急に雑なまとめ方をしたな。なんだ。何が言いたいんだこいつ。

もしかして…

「僕のこと、励まそうとしてるの?」

それを聞いて圭人はため息をつく。

「…っそうだよ!

昔はよく遊んでくれたのに、最近俺と話してくれないし…目も合わせてくれないし…。そもそもあんまり人と話してるとこ見ないし…。俺は全然昔みたいに話したいのにさ…」

圭人がそんなふうに思っていてくれているのは全然知らなかった。睨まれていると思っていたのは、僕のことを気にして見ていただけだったのか。

僕はいつの間にか、陽キャだ陰キャだ、クラスカーストがどうだ、と勝手に卑屈になり、自分の方から圭人を遠ざけてしまったようだった。久しぶりに話してみたら、圭人の中身は全然昔と変わらなかった。相変わらず裏表のないいい奴で、だからこそみんなに好かれるんだと思う。

 

僕はありがたいなと思う気持ちと、圭人のことが羨ましくて仕方がない気持ち、両方の気持ちが自分の中に存在することを認めなくてはならない。だからまだ素直に、勝手に避けてごめんとか、気にしてくれてありがとうとか、そういう綺麗な言葉は言えない。

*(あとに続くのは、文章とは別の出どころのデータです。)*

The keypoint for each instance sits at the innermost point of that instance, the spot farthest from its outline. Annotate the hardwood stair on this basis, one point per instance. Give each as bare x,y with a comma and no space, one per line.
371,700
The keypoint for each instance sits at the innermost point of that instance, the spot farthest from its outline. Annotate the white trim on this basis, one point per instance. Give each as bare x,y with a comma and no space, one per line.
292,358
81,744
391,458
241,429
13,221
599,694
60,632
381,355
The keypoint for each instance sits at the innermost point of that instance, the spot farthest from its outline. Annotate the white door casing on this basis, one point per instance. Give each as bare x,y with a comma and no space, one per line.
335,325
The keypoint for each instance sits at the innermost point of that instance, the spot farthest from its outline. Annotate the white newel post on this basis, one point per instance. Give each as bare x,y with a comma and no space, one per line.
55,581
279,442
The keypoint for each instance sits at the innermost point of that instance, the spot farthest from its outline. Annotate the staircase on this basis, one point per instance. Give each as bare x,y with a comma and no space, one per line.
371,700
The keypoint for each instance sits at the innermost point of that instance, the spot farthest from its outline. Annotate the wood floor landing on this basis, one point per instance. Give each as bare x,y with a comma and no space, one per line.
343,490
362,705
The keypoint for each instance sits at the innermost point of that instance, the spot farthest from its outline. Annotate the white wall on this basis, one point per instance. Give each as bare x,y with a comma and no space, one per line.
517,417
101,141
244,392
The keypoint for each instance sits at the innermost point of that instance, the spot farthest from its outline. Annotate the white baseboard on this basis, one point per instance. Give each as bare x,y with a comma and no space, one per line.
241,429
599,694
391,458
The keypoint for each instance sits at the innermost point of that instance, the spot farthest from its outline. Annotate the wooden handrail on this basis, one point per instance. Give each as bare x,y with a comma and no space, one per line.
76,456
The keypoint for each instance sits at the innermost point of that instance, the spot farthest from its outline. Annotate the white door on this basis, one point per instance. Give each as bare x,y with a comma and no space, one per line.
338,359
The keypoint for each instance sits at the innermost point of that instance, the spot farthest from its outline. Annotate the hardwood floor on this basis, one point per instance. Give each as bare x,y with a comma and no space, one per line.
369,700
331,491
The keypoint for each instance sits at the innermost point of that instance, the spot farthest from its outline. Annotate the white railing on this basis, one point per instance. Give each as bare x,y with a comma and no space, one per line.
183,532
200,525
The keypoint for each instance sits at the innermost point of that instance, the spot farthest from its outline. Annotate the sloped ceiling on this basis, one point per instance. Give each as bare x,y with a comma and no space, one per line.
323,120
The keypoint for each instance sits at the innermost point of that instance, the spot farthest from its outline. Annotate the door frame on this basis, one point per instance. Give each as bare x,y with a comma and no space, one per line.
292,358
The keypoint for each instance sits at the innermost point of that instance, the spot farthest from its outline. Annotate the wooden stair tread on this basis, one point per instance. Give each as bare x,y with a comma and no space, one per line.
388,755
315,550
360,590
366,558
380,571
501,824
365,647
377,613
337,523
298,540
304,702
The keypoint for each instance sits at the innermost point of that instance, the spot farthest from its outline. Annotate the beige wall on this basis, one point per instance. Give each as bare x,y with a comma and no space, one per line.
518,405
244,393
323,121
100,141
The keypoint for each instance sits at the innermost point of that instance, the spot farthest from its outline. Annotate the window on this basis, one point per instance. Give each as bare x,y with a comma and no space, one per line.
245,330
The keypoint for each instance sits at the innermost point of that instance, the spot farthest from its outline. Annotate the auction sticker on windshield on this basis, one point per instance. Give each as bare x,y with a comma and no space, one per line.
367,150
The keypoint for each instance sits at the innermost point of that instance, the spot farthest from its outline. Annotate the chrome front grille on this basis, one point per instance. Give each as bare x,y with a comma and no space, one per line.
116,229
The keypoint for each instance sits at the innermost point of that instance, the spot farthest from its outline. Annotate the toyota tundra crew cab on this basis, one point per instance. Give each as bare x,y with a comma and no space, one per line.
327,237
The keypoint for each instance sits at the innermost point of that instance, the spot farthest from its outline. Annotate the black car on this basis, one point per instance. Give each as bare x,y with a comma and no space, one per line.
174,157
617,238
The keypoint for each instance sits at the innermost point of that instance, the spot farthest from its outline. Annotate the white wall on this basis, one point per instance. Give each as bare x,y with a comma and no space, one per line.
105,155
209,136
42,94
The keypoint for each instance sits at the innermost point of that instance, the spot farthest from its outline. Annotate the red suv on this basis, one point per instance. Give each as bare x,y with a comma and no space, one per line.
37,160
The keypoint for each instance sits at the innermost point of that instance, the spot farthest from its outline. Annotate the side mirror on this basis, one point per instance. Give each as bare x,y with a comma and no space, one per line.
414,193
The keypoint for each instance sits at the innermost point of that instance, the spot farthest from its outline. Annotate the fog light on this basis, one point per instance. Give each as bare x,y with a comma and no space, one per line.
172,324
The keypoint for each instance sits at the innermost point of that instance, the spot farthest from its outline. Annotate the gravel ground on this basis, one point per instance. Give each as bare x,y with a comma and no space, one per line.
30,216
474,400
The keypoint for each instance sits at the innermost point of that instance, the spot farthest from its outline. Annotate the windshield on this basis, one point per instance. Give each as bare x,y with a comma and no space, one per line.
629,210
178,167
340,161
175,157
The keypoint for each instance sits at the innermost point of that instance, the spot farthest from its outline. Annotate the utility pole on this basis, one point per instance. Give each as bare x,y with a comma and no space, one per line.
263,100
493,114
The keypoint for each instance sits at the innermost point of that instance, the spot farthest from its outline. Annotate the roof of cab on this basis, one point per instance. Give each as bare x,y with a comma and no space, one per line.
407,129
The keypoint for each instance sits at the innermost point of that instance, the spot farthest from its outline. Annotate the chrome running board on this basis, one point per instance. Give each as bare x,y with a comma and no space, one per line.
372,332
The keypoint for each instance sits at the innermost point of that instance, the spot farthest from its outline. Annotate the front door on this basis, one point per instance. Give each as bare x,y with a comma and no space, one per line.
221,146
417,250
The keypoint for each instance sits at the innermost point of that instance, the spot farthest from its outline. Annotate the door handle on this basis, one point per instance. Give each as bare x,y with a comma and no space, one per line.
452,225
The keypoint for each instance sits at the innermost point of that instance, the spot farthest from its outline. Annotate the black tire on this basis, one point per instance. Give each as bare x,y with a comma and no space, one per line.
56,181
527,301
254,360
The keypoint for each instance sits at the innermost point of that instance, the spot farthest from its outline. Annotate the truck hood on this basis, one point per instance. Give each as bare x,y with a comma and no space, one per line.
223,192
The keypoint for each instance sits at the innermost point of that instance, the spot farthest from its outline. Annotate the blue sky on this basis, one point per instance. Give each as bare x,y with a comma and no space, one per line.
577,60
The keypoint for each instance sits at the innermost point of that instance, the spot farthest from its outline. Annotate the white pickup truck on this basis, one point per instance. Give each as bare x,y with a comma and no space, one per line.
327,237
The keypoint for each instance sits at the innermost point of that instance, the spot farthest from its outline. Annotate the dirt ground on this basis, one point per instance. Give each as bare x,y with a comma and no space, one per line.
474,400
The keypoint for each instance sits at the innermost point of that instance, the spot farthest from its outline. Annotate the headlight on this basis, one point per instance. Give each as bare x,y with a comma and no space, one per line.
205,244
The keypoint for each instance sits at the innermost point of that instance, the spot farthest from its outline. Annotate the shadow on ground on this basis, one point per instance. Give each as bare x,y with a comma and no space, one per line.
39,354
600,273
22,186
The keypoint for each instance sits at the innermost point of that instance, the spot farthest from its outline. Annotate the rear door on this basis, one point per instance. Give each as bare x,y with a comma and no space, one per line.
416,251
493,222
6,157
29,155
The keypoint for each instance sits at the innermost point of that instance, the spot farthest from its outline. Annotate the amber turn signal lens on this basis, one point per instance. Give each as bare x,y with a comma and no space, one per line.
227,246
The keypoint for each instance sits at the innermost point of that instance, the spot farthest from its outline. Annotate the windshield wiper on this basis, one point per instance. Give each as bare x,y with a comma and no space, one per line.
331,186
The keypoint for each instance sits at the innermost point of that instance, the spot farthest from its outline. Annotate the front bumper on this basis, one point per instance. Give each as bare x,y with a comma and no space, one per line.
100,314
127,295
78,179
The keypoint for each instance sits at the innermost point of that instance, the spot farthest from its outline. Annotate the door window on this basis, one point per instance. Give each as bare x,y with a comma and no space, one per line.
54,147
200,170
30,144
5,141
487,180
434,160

…言えないけど、せめてキーホルダーのお礼くらいは、言わなくてはならない。僕は人としての礼儀は欠きたくない。

 

「…キーホルダー、ありがとう。」

僕は頑張ってそう口にした。

「だろ〜?かわいいよな、これ。」

それを聞いて、圭人は嬉しそうに笑う。いい奴すぎる。

 

「あと、圭人……またはなっ…は…話そう。」

僕は精一杯の勇気を出してそう言った。かなり早口になったし、変な噛み方をした。恥ずかしい。

「じゃ、じゃぁ…」

ぼくはそう言って、自分の家へ向かおうとする。

圭人がぽか〜んとしてる表情が一瞬見えたが、そのまま背を向け足早に去る。

 

「…また明日な〜〜!!」

後ろの方で圭人が大きく叫んだ。

僕はこそばゆい気持ちで振り返り、小さく手を振った。

 

また、明日…。明日学校へ行ったら、話をする相手がいるんだ。

心が浮き足立つような、そわそわとする心持ちがする。

 

手の中に握られたシーラカンスのキーホルダーは、何を反射したのか、キラキラと光って見えた。